The survey, which started last Friday and finishes today, is the first to take place at the estate since it became the nation’s first ever dedicated bat reserve last summer.

A group of Thistle Campers (working holidaymakers) have been onsite at Threave this week, assisting with the work.

Opened with generous support from Scottish Natural Heritage, the reserve has become a centre of learning and research for the flying mammals and increase public awareness of how to live in harmony with these nocturnal animals.

Threave estate is home to seven species of bat, including the rare whiskered bat. The survey will look at all known roosts and species and note changes in populations and locations of bats and see if any new species have made Threave their home.
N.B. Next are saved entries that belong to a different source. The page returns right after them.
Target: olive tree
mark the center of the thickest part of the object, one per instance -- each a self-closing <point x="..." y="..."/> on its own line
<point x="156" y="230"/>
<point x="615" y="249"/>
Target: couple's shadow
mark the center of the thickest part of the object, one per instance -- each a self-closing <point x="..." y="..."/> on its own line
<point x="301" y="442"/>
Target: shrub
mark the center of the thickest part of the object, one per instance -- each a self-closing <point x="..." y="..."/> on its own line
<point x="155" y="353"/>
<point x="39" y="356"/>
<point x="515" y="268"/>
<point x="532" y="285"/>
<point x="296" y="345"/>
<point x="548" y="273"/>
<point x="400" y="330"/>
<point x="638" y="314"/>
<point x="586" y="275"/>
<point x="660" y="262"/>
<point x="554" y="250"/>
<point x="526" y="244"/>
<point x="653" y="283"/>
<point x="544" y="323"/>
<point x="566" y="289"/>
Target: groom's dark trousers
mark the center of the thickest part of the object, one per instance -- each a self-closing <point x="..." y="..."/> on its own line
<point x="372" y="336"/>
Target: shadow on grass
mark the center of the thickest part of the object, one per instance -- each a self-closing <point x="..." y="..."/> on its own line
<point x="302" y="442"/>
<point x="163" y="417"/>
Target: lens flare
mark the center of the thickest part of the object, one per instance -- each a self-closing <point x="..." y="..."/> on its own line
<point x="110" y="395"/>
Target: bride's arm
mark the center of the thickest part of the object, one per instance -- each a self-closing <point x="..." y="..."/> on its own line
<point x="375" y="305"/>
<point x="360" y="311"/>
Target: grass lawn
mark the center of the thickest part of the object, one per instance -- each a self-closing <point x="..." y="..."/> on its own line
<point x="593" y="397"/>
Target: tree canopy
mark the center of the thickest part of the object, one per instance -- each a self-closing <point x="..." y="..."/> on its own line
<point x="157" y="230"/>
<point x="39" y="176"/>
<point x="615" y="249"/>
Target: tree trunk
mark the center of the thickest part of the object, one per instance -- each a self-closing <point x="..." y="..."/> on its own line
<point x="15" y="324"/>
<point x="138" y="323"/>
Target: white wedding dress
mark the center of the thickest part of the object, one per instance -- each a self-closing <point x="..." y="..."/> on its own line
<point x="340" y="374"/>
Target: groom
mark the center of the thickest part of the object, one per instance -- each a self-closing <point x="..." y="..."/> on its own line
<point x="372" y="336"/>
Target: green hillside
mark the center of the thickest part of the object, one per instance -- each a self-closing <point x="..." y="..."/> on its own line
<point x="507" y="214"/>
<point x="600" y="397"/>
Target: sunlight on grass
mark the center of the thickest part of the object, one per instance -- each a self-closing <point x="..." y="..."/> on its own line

Nature Adviser Mr Lindsay Mackinlay said: “Threave’s a fantastic place to see bats as they love the rivers, water meadows, woodland and farmland which we have in abundance there. It is the ideal home for many species of bats. We are now keen to see how the bats are doing on the reserve since our last big check five years ago. Are there any new roosts and more bats? We’re also on the look out for any new species that might have made Threave home, especially given the exciting find of a parti-coloured bat on Arran recently!”

The survey looked at more than 50 built structures and trees where bats are known to roost.

Senior Ranger at Threave, Karl Munday continued: “The bat reserve is proving a big success at Threave. As well as contributing to the scientific study of these mysterious mammals, we are finding that the public are very interested in our bat tours and enjoy the opportunity to try out some bat scanning for themselves. This helps people understand the animals more and encourages their care and protection, which is good news for these small, vulnerable creatures.”

Both bats and their roosts are protected by law in the UK. Over the past century, their populations have suffered serious decline. Now there are signs which suggest that some species’ numbers are now starting to stabilise and recover.

Visitors to Threave can take part in a Bat Trail and learn more about where bats roost at the property and the seven species that can be found there. The Bat Mobile is packed with fascinating bat facts and visitors can also learn bat detecting skills and get their ear in at listening to different species of bats.

Bandit pipistrelle, Soprano pipistrelle, Daubenton’s, Brown long-eared, Noctule, Natterer’s and Whiskered bats all live at Threave.